R/clean_osha.R

Defines functions make_osha_counts_w_county_data clean_osha_addresses

Documented in clean_osha_addresses make_osha_counts_w_county_data

#' Provide a Cleaned Copy of the OSHA dataset
#' 
#' In particular, this cleans up the address data by 
#' splitting it out into columns for each major component. 
#' 
clean_osha_addresses <- function(osha) { 
  
  # separate the location column 
  osha %<>% 
    tidyr::separate(col = establishment_name_site_city_state_zip,
      sep = '\r\n', into = c('establishment_name', 'street_address')) %>% 
    tidyr::separate(col = street_address, sep = ', ',
      into = c('street_address1', 'street_address2', 'street_address3', 'street_address4', 'street_address5', 'city', 'state', 'zip'), fill='left')

  return(osha)
}


#' Provide OSHA Counts by County Map with Data Included
#' 
#' @param print_frc_matched A logical argument to indicate whether or not 
#' to print the number of counties which were successfully matched of those 
#' that weren't originally NA.
#' 
make_osha_counts_w_county_data <- function(export = T, print_frc_matched = F, print_unmatched = F) {

  osha <- load_osha(export=F)
  osha %<>% clean_osha_addresses

  territories_counties <- urbnmapr::get_urbn_map(map = "territories_counties", sf = TRUE)

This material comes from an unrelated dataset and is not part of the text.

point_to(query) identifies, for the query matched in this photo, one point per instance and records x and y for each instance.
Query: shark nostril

  # convert everything to lowercase to make matching easier
  osha$county_cleaned <- osha$county %>% tolower() 


  # remove words like County, Census Area, Borough, ..., to make matching easier
  territories_counties$county_name_cleaned <- 
    territories_counties$county_name %>% 
    gsub(" County| Census Area| Borough| Municipality| Parish| Municipio| Island", "", .) %>% 
    tolower()

  # standardize references of "saint" to "st."
  territories_counties$county_name_cleaned %<>% gsub("st ", "st. ", .) %>% 
    gsub("saint ", "st. ", .) %>% 
    gsub("'", "", .)


  # manual cleaning for the last few items in the osha addresses
  osha$county_cleaned %<>% 
     gsub("st ", "st. ", .) %>% 
     gsub("saint ", "st. ", .) %>% 
     gsub("la porte", "laporte", .) %>% 
     gsub("de kalb", "dekalb", .) %>% 
     gsub("rock island", "rock", .) %>% 
     gsub("^radford", "radford city", .) %>% 
     gsub("matanuska susitna", "matanuska-susitna", .)

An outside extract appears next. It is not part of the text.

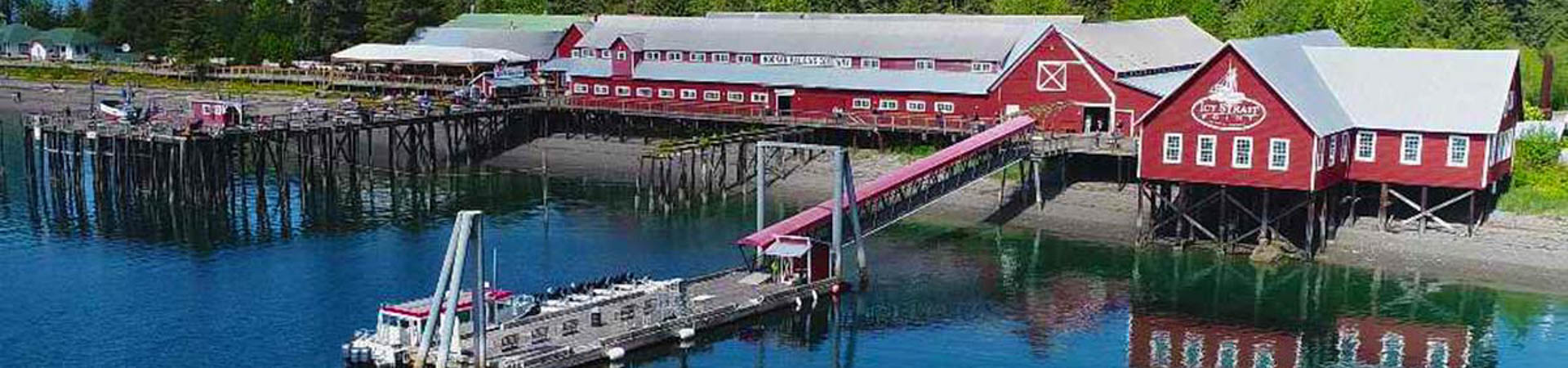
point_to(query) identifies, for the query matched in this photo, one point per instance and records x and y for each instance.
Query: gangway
(915, 186)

  # if one wants to double check how many counties were matched, the following 
  # calculates the fraction of counties which were matched which were not NA

  if (print_frc_matched) {

    frc_matched <- length(which(! osha$county_cleaned %in% territories_counties$county_name_cleaned & ! is.na(osha$county_cleaned))) / 
      (nrow(osha) - length(which(is.na(osha$county))))

    cat("Fraction of Counties not NA matched: \n")
    print(frc_matched)
  }

  # if one wants to see the counties which were not matched, the following 
  # section prints them: 
  # 
  # we're expecting these to all be "Added for legacy migration"
  #
  if (print_unmatched) {
    cat("Unmatched counties which were not NA: \n")
    print(
      unique(osha$county_cleaned[
        which(! osha$county_cleaned %in% territories_counties$county_name_cleaned & 
        ! is.na(osha$county_cleaned))]))
  }

  # count complaints by county and state
  osha_county_counts <- osha %>% 
    group_by(county_cleaned, state) %>% 
    summarize(count = n())

  # convert both dataset's statenames to lowercase
  osha_county_counts$state %<>% tolower()
  territories_counties$state_name %<>% tolower()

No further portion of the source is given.